Review: Last summer some lady in a bookstore in Florida seems to have convinced all of your in-laws that you are nothing but a common pornographer. My mother felt uncomfortable even discussing it. I never even heard her say the word "pornographer" before.

Good thing she didn't know that your book has LESBIANS in it. It was quite a shock and I don't think I could handle hearing her say the word "LESBIANS" for the first time. She's very old and it's really just not necessary at this stage in her life.

I told her that you're not really a pornographer but it was hard to convince her without actually having read your book.
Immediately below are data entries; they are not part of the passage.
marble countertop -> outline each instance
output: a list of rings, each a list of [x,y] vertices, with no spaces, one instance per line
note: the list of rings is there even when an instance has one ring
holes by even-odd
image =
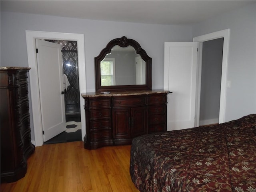
[[[170,93],[170,91],[163,90],[149,90],[129,91],[114,91],[109,93],[82,93],[81,95],[83,97],[94,97],[100,96],[124,96],[128,95],[138,95],[143,94],[153,94],[154,93]]]
[[[29,70],[31,68],[30,67],[0,67],[0,70]]]

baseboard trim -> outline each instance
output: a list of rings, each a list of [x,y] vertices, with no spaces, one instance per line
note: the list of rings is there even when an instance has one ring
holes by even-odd
[[[199,121],[199,126],[211,125],[212,124],[216,124],[219,123],[219,118],[216,118],[214,119],[205,119],[203,120],[200,120]]]
[[[34,140],[31,140],[31,142],[32,143],[32,144],[36,146],[36,141]]]

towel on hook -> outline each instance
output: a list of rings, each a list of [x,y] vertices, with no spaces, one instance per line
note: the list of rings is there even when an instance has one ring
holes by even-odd
[[[64,91],[66,89],[66,90],[68,90],[68,86],[70,85],[69,84],[69,82],[68,82],[68,77],[66,75],[66,74],[64,74],[63,75],[63,90]]]

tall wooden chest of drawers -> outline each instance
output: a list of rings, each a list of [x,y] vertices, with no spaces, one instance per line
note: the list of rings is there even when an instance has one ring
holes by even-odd
[[[28,68],[1,67],[1,181],[25,176],[31,142],[27,73]]]

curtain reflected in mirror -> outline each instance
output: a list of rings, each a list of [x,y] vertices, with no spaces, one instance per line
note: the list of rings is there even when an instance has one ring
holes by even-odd
[[[100,62],[101,86],[144,85],[146,62],[131,46],[113,47]]]

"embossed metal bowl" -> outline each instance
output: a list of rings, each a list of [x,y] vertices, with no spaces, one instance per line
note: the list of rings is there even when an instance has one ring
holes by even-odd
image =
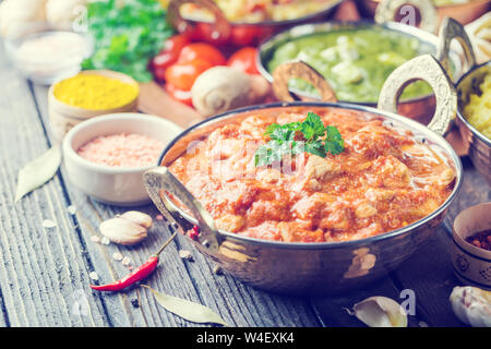
[[[332,0],[321,11],[294,20],[242,23],[229,22],[212,0],[171,0],[167,17],[178,32],[189,33],[196,39],[218,45],[247,46],[256,45],[267,36],[290,26],[325,20],[342,2],[343,0]],[[215,16],[215,21],[183,17],[180,7],[184,3],[193,3],[208,10]]]
[[[283,71],[287,73],[295,69],[287,67]],[[306,73],[310,74],[315,75],[315,71]],[[408,81],[415,79],[426,80],[436,92],[436,111],[428,127],[393,112],[396,108],[395,97]],[[318,82],[322,83],[322,79]],[[287,86],[275,91],[279,93],[278,98],[285,97],[285,91],[288,94]],[[325,95],[328,96],[327,93]],[[290,98],[286,96],[286,99]],[[455,117],[456,104],[453,84],[440,63],[431,56],[421,56],[396,69],[387,79],[381,92],[379,109],[342,103],[288,101],[229,111],[193,125],[164,151],[160,166],[145,172],[145,185],[152,200],[169,221],[177,222],[183,231],[194,226],[200,227],[200,236],[195,241],[191,240],[199,251],[246,282],[282,293],[334,293],[356,289],[386,275],[415,252],[443,221],[446,208],[456,197],[463,180],[462,164],[452,146],[442,137]],[[170,173],[167,166],[185,153],[190,142],[206,137],[219,127],[239,122],[251,113],[261,112],[274,117],[278,111],[306,106],[312,110],[358,110],[409,129],[415,135],[426,139],[443,152],[455,169],[456,178],[451,195],[423,219],[394,231],[355,241],[278,242],[218,231],[209,213]],[[178,197],[191,214],[170,201],[167,193]]]
[[[364,15],[373,16],[381,0],[358,0],[357,4]],[[399,2],[403,5],[407,1]],[[436,7],[438,21],[434,21],[434,19],[433,21],[440,23],[445,16],[450,16],[462,24],[467,24],[489,11],[489,0],[471,0],[465,3]]]
[[[463,110],[468,104],[470,94],[476,93],[486,75],[491,74],[491,61],[475,67],[457,83],[458,112],[457,124],[462,139],[469,146],[469,157],[476,169],[491,185],[491,140],[472,127],[465,118]]]
[[[328,23],[320,23],[320,24],[306,24],[301,26],[295,26],[287,31],[276,34],[275,36],[268,38],[263,44],[261,44],[256,63],[258,69],[261,74],[267,79],[268,81],[273,81],[273,75],[267,69],[267,64],[276,50],[276,48],[284,43],[288,43],[292,39],[309,36],[312,34],[321,34],[321,33],[331,33],[336,31],[344,29],[359,29],[359,28],[373,28],[379,27],[386,31],[397,32],[405,36],[410,36],[417,38],[421,46],[428,46],[431,50],[427,53],[438,55],[439,46],[442,41],[447,41],[451,38],[458,38],[462,43],[469,43],[467,46],[470,46],[470,41],[466,36],[457,37],[455,32],[447,29],[447,27],[442,27],[441,31],[441,39],[439,39],[435,35],[427,33],[424,31],[418,29],[416,27],[404,25],[395,22],[388,22],[383,24],[378,24],[369,21],[360,21],[360,22],[328,22]],[[464,28],[458,33],[465,35]],[[466,47],[466,45],[463,45]],[[467,51],[464,52],[458,47],[452,47],[452,50],[448,51],[448,58],[452,62],[452,67],[454,69],[453,79],[457,81],[459,76],[462,76],[466,62],[469,62],[470,57],[467,55]],[[313,94],[309,94],[307,92],[291,89],[291,92],[297,96],[297,99],[308,99],[315,100],[319,99],[318,96]],[[375,107],[375,103],[360,103],[360,105],[368,107]],[[408,118],[415,119],[421,123],[427,124],[434,110],[435,99],[434,95],[426,95],[417,98],[410,98],[402,100],[398,105],[398,113],[406,116]]]

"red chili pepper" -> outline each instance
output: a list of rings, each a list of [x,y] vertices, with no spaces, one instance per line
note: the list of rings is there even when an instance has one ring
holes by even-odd
[[[91,285],[91,288],[93,290],[97,291],[108,291],[108,292],[117,292],[120,291],[129,286],[132,286],[145,278],[147,278],[156,268],[158,265],[158,256],[160,255],[161,251],[170,243],[170,241],[173,240],[176,237],[177,231],[170,237],[169,240],[167,240],[164,245],[160,248],[160,250],[157,251],[153,256],[148,258],[148,261],[140,266],[133,273],[127,275],[122,279],[119,279],[112,284],[107,285]]]

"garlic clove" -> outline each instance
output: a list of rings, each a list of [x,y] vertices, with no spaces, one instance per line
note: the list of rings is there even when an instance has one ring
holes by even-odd
[[[455,315],[472,327],[491,327],[491,292],[477,287],[454,287],[450,301]]]
[[[135,244],[146,238],[146,229],[124,217],[103,221],[99,230],[107,239],[120,244]]]
[[[370,327],[407,327],[406,311],[386,297],[367,298],[356,303],[350,314]]]
[[[145,229],[152,228],[153,224],[152,217],[148,216],[147,214],[144,214],[143,212],[129,210],[123,213],[120,217],[128,218],[134,221],[135,224],[144,227]]]

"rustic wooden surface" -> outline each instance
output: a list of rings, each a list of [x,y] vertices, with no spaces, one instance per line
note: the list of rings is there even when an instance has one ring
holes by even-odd
[[[65,169],[49,183],[14,204],[20,168],[57,141],[50,134],[47,88],[26,82],[0,50],[0,326],[194,326],[160,308],[148,290],[93,292],[88,274],[110,281],[128,273],[112,253],[145,262],[169,236],[165,221],[155,220],[149,237],[133,248],[91,241],[106,218],[124,209],[99,204],[70,184]],[[490,201],[490,190],[464,159],[465,181],[452,204],[447,222],[463,208]],[[68,212],[74,205],[76,215]],[[152,206],[137,207],[156,216]],[[41,226],[44,219],[58,225]],[[410,326],[463,326],[447,301],[459,285],[451,269],[448,233],[436,229],[426,245],[386,278],[342,297],[284,297],[251,288],[229,275],[215,275],[213,264],[178,237],[146,281],[154,289],[205,304],[233,326],[363,326],[347,308],[374,294],[399,300],[400,291],[416,293],[417,313]],[[192,251],[194,262],[178,251]],[[136,308],[132,303],[139,300]],[[80,306],[77,306],[80,305]]]

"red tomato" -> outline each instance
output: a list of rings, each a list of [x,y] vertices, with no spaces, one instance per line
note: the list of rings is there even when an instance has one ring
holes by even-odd
[[[195,41],[206,41],[212,45],[223,46],[230,39],[230,33],[224,33],[219,37],[215,36],[215,26],[209,23],[197,23],[191,32],[191,36]]]
[[[254,26],[237,26],[232,28],[231,41],[237,46],[256,45],[256,43],[267,35],[265,28]]]
[[[255,65],[255,57],[258,50],[253,47],[244,47],[235,52],[228,59],[227,65],[239,69],[248,74],[259,74],[258,67]]]
[[[191,91],[179,89],[175,85],[169,83],[166,84],[165,89],[173,99],[183,103],[184,105],[188,105],[190,107],[193,106],[193,100],[191,98]]]
[[[151,62],[155,77],[165,79],[165,70],[177,62],[182,48],[189,43],[190,39],[185,34],[175,35],[165,41],[164,49]]]
[[[224,65],[226,59],[221,52],[209,44],[195,43],[184,46],[178,62],[189,62],[195,59],[208,61],[212,65]]]
[[[188,62],[177,62],[167,68],[166,82],[178,89],[190,91],[196,77],[213,64],[203,59],[194,59]]]

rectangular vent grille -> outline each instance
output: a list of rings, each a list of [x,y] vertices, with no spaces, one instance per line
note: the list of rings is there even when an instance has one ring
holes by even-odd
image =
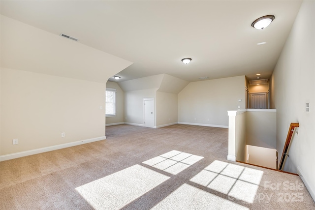
[[[206,80],[207,79],[209,79],[209,77],[199,77],[199,78],[200,80]]]
[[[72,40],[76,41],[79,41],[79,39],[77,39],[76,38],[72,37],[72,36],[68,36],[67,35],[65,35],[65,34],[64,34],[63,33],[62,33],[60,34],[60,35],[61,36],[63,36],[63,37],[64,37],[65,38],[66,38],[67,39],[72,39]]]

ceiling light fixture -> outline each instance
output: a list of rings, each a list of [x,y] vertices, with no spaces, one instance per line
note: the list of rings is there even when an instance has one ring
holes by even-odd
[[[267,42],[259,42],[259,43],[257,43],[257,45],[261,45],[262,44],[267,44]]]
[[[191,59],[189,59],[189,58],[186,58],[186,59],[182,59],[182,61],[185,64],[188,64],[188,63],[189,63],[189,62],[190,62],[190,61],[191,61]]]
[[[272,15],[261,17],[253,22],[252,26],[255,29],[262,30],[268,26],[274,19],[275,16]]]

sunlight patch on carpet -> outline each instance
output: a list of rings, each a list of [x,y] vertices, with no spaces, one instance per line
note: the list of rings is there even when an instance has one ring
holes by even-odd
[[[252,204],[263,174],[262,171],[215,160],[190,181]]]
[[[176,175],[202,158],[201,156],[173,150],[142,163]]]
[[[152,210],[249,210],[228,200],[184,184]]]
[[[168,179],[135,165],[75,189],[95,210],[120,209]]]

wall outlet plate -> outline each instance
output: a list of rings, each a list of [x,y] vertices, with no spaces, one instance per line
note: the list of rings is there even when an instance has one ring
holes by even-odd
[[[12,144],[13,145],[17,145],[19,144],[19,140],[18,139],[14,139],[12,140]]]

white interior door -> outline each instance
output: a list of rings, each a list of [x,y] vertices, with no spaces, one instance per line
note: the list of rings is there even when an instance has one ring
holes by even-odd
[[[153,99],[144,100],[144,126],[154,127],[154,103]]]

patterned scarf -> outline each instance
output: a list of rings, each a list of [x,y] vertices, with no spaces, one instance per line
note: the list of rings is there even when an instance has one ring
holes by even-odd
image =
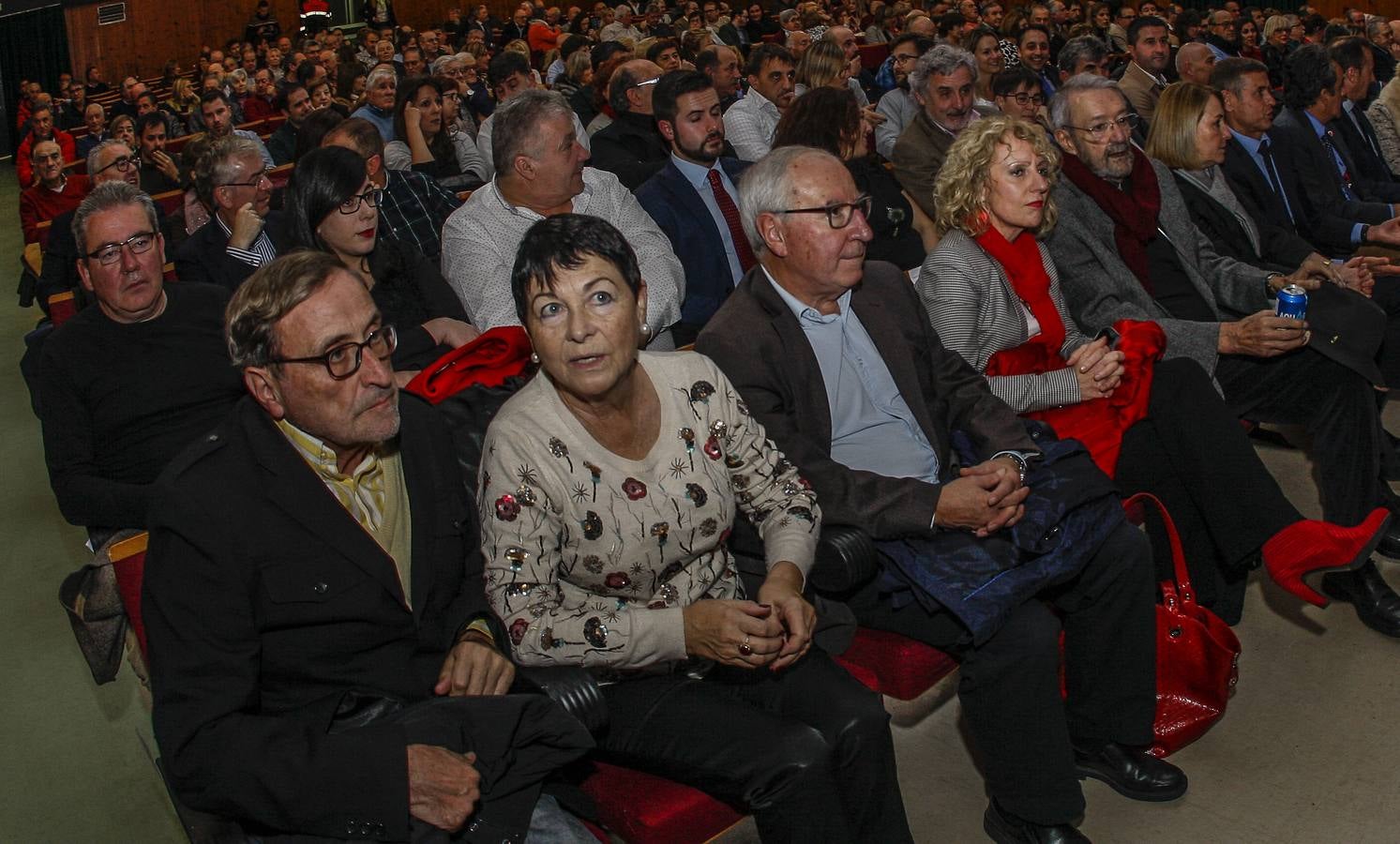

I think she might actually know something about the title.

I guess that even if it were true, we've never had a pornographer in the family before, or at least not one who published, so at least that's something new to not talk about.

That's good enough for me.

Rating: 5 stars
Summary: Like Henry Miller, but punk
Review: Reading FFS reminded me of when I read Henry Miller's Tropic of Capricorn way back when, except instead of moving from New York to Paris, the protagonist wanders between New York, the deep south of Louisiana, and a fictional midwestern state. It wanders from woman to occupation to rental apartment with no purpose, other than to capture the feeling that many of us did the same thing with no purpose. In that, it's perfect in its detail and ability to nail exactly what it felt like to be in this slightly punk, slightly modernist life. It was a great read and I look forward to seeing more from Lasner.